Para Paul Magnette, el entonces ministro-presidente de Valonia, la idea era "simpática pero sin futuro". Algunos liberales aplaudieron esta "brillante" iniciativa, soñando con un mundo donde cada vez nos hagamos más pequeños e insignificantes a nivel global, perdiendo influencia y disgregándonos en reinos de cartón. Pero, sorpresa: hablar de una república virtual no convertirá a Bélgica en un arcaico reino medieval, ni mucho menos en un innovador experimento democrático. ¿Alguna vez estos soñadores escucharon de la "unidad es fuerza"?
Mientras tanto, los partidarios del separatismo juegan a ser dioses en sus microsistemas, olvidando que un estado grande y ordenado ofrece beneficios palpables: defensa común, moneda estable, comercio global, por mencionar algunos. La "República de Lieja" ni siquiera tiene un ejército propio, pero cómo se divierten soñando con sus propias banderas.
Un detalle divertido: la iniciativa fue tomada como una manera de reírse de los estereotipos, ya que los de Lieja son conocidos por ser abiertos y receptivos, contrariamente a las otras regiones que tendrían su propia querella de identidad. Mientras tanto, Bélgica sigue existiendo, y el espirituoso paso de Gante a Lieja continúa sin necesitar pasaporte. Pero ah, la "auténtica liberación" que auténticos rebeldes en su sofá de Ikea sienten al momento de aquellos clics de ratón revolucionarios.
¿Algún beneficio que haya resaltado de este meme nacionalista? ¿Aparte de bofetadas virtuales entre banderas que jamás ondearán? Es relativamente fácil armar una fiesta en casa, pero mantenerla en pie es otra historia. El ejercicio rebelde tiende a no funcionar en lugares reales donde problemas tangibles como la salud pública, la seguridad y la economía no se resuelven con ironía. Mis apuestas valen más por estrategias de unidad y prosperidad conjunta, a diferencia de mini reinos en cada esquina llenos de ideologías en conflicto que tratan de gobernar un territorio tan pequeño como el apuntado por el cursor en una pantalla.

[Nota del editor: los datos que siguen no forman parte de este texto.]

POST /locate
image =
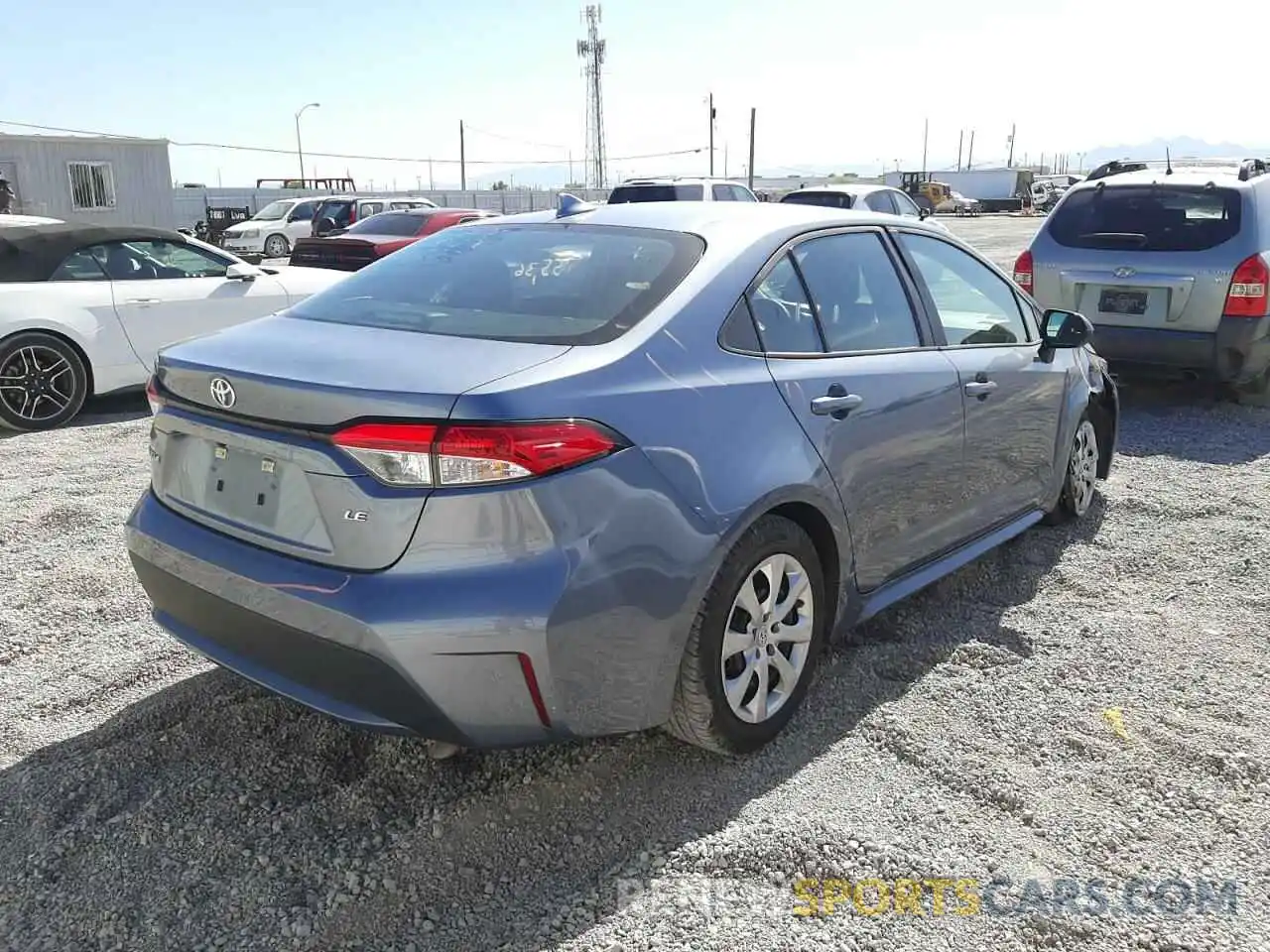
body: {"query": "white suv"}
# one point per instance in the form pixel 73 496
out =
pixel 679 189
pixel 273 230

Por otro lado, la República de Lieja termina siendo un retrato cómico e irónico pero revelador de la complejidad belga. Aunque es entretenido imaginarla en un juego de rol entre amigos, en la realidad, es otra historia. Propiamente tomamos el "viaje", asomándonos solo a mirar lo absurdo de todo esto: una alegoría a la ficción que solo desea poner un espejo frente a las irracionalidades del independentismo moderno. ¿Queremos seguir divididos o, en realidad, necesitamos unir esfuerzos para abordar problemas del mundo real?